Trattato CETA Canada – UE

Una delle poche realtà produttive italiane che abbia contenuto i danni della crisi economica ormai decennale è il Made in Italy agroalimentare, le nostre filiere di eccellenza nell’enogastronomia. Una realtà economica tipicamente locale, ma al tempo stesso ben conosciuta e apprezzata nel mondo intero, che occorre tutelare al meglio. Va in questo senso, per esempio, il recente decreto del Consiglio dei Ministri che reintroduce l’obbligo di indicare in etichetta lo stabilimento di produzione o confezionamento degli alimenti, in modo da consentire un controllo ancora più puntuale sulla filiera che arriva fino al consumatore finale.  

Provvedimenti di questo tipo vanno nella giusta direzione per tutelare il nostro patrimonio enogastronomico, ma rischiano di venire vanificati in caso di ratifica di accordi sovranazionali che risulterebbero predominanti sulla legislazione italiana, per cui è importante la vigilanza ed eventualmente l’opposizione nei confronti di disposizioni che rischino di andare a minare il valore aggiunto delle nostre peculiari produzioni agroalimentari.
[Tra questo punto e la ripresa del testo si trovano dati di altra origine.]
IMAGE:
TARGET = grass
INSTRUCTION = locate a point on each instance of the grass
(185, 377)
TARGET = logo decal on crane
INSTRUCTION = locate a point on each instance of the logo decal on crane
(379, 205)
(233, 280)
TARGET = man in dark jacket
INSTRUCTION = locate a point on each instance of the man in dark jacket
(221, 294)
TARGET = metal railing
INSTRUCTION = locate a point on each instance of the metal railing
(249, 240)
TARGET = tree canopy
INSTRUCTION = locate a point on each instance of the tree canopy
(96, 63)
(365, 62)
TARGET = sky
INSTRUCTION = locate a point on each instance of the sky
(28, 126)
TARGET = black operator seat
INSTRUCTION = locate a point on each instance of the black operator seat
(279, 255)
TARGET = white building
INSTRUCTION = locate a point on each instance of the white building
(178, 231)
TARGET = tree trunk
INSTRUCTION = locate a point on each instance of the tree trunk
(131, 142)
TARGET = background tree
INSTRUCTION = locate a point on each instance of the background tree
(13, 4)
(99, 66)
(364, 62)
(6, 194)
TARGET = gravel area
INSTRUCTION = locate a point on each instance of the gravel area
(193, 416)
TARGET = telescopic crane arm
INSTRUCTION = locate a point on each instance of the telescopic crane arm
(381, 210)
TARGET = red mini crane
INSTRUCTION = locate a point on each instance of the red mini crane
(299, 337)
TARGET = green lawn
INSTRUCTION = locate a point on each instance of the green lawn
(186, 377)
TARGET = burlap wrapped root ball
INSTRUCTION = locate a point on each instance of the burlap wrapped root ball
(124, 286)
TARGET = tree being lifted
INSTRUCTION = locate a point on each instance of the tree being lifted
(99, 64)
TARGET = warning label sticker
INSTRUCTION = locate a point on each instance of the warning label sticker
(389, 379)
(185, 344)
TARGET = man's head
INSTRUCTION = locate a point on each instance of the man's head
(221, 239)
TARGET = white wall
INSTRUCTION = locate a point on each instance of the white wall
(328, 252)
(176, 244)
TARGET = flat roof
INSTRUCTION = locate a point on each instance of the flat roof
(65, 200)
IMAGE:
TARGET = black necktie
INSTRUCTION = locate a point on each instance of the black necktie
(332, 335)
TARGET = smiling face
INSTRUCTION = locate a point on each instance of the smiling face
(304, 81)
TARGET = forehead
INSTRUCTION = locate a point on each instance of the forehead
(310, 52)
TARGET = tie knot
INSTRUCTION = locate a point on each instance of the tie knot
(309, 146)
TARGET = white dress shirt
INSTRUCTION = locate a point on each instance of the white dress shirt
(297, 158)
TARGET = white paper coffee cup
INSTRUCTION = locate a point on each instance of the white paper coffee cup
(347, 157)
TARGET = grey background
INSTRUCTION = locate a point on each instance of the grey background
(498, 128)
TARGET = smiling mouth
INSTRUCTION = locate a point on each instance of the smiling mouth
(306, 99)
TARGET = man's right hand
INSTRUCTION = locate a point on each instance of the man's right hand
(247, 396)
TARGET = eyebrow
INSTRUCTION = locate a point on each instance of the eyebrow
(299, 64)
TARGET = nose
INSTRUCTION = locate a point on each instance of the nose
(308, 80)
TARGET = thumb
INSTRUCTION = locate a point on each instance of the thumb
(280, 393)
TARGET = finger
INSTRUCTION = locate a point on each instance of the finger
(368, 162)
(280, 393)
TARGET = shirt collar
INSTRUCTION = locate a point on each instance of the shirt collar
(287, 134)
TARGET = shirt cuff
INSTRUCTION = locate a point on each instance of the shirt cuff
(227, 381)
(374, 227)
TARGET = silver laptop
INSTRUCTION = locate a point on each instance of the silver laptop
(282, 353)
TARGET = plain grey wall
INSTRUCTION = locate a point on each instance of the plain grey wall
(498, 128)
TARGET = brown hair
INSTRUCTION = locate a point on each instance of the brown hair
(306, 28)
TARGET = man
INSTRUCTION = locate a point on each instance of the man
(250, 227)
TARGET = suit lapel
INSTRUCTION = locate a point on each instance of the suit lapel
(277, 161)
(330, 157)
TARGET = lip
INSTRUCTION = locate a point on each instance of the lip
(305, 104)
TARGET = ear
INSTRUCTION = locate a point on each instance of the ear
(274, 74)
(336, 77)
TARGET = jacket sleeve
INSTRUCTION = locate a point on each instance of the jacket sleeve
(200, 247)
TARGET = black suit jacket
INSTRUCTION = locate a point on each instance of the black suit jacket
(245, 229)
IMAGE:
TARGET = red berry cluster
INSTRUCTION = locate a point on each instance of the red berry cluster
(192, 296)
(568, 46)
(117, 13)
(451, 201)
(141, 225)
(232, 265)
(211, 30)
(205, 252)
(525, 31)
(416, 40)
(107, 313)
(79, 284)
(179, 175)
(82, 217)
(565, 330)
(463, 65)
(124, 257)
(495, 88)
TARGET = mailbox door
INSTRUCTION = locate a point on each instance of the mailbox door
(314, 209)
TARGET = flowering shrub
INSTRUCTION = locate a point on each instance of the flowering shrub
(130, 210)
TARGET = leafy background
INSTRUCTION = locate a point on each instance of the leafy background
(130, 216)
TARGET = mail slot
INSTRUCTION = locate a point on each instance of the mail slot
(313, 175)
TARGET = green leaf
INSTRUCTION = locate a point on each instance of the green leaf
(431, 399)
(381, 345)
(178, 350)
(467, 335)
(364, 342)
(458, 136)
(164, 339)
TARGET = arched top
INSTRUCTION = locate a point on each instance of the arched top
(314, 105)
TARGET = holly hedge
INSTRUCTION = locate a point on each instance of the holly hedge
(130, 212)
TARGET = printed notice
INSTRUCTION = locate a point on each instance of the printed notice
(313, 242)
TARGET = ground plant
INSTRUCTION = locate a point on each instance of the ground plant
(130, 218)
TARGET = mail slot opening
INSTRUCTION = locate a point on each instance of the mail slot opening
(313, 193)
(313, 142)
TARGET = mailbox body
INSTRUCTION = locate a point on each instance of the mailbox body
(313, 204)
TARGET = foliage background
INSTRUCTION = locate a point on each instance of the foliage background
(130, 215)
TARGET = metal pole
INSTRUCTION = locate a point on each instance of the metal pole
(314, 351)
Un lavoro che deve essere svolto in primis da Governo e Parlamento, ma anche l’opinione pubblica può e deve fare la sua parte, seguendo con attenzione ciò che accade in questo ambito cruciale.

Il pericolo più grande in questo senso era il famigerato TTIP (Transatlantic Trade and Investment Partnership, Partenariato transatlantico per il commercio e gli investimenti) in fase di negoziazione fra Stati Uniti e Unione Europea, a lungo contestato da ampi settori della società civile e ora apparentemente accantonato per via delle nuove linee guida isolazioniste che caratterizzano l’attuale Amministrazione americana.
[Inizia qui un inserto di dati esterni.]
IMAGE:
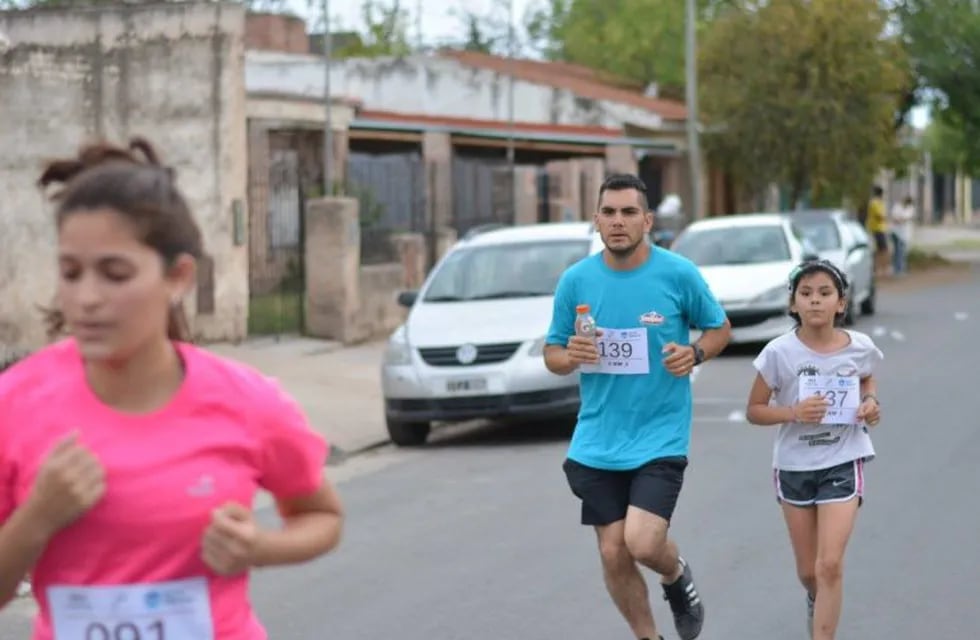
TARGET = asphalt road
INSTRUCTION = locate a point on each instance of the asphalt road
(476, 537)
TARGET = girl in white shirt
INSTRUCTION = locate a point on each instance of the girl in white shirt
(816, 383)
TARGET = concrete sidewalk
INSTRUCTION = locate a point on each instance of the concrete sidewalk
(959, 243)
(338, 387)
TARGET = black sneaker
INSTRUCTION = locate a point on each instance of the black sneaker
(685, 603)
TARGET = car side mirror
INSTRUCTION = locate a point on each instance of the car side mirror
(408, 298)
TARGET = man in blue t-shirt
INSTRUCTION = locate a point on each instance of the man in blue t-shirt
(628, 453)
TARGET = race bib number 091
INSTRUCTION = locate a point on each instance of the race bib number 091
(842, 393)
(179, 610)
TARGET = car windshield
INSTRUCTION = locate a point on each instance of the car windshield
(516, 270)
(822, 233)
(733, 245)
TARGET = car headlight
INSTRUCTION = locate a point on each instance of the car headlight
(776, 295)
(537, 348)
(398, 352)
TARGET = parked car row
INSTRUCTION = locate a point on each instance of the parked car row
(471, 345)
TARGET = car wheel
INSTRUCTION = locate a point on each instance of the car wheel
(408, 434)
(868, 306)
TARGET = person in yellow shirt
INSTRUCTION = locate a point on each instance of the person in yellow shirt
(877, 224)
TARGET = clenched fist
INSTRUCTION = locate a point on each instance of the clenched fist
(70, 482)
(229, 541)
(812, 410)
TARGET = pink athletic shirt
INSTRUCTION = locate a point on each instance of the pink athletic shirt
(226, 432)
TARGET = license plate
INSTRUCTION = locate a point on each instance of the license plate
(464, 385)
Ma non meno insidioso è il CETA ( Comprehensive Economic and Trade Agreement, Accordo economico e commerciale globale) siglato fra UE e Canada, di cui è recentemente entrata in vigore la fase di applicazione “provvisoria”, che tuttavia prevede già l’introduzione del 90% delle norme in esso contenute. Norme che, appunto, rischiano di indebolire gli standard qualitativi e di controllo europei –e di riflesso quelli, elevatissimi, italiani- a tutto vantaggio delle multinazionali nordamericane.

Il CETA –evidenzia una nota di Greenpeace- darà alle aziende del Nord America diversi strumenti per indebolire gli standard europei su ormoni della crescita, OGM, “lavaggio” della carne con sostanze chimiche, clonazione animale. A rischio anche le nostre regole sull’indicazione del Paese d’origine in etichetta (Country of Origin Labelling – COOL)”. Questo perché, spiega Federica Ferrario, responsabile della campagna Agricoltura sostenibile e Progetti speciali di Greenpeace Italia «Il Canada ha standard di sicurezza sul cibo più deboli e un settore agricolo molto più dipendente da sostanze chimiche e OGM rispetto all’Unione europea», suggerendo che per questo motivo « […] gli Stati Membri devono rigettare il CETA, a cominciare dal nostro Paese che altrimenti agirebbe a tutto svantaggio del nostro tanto invidiato Made in Italy».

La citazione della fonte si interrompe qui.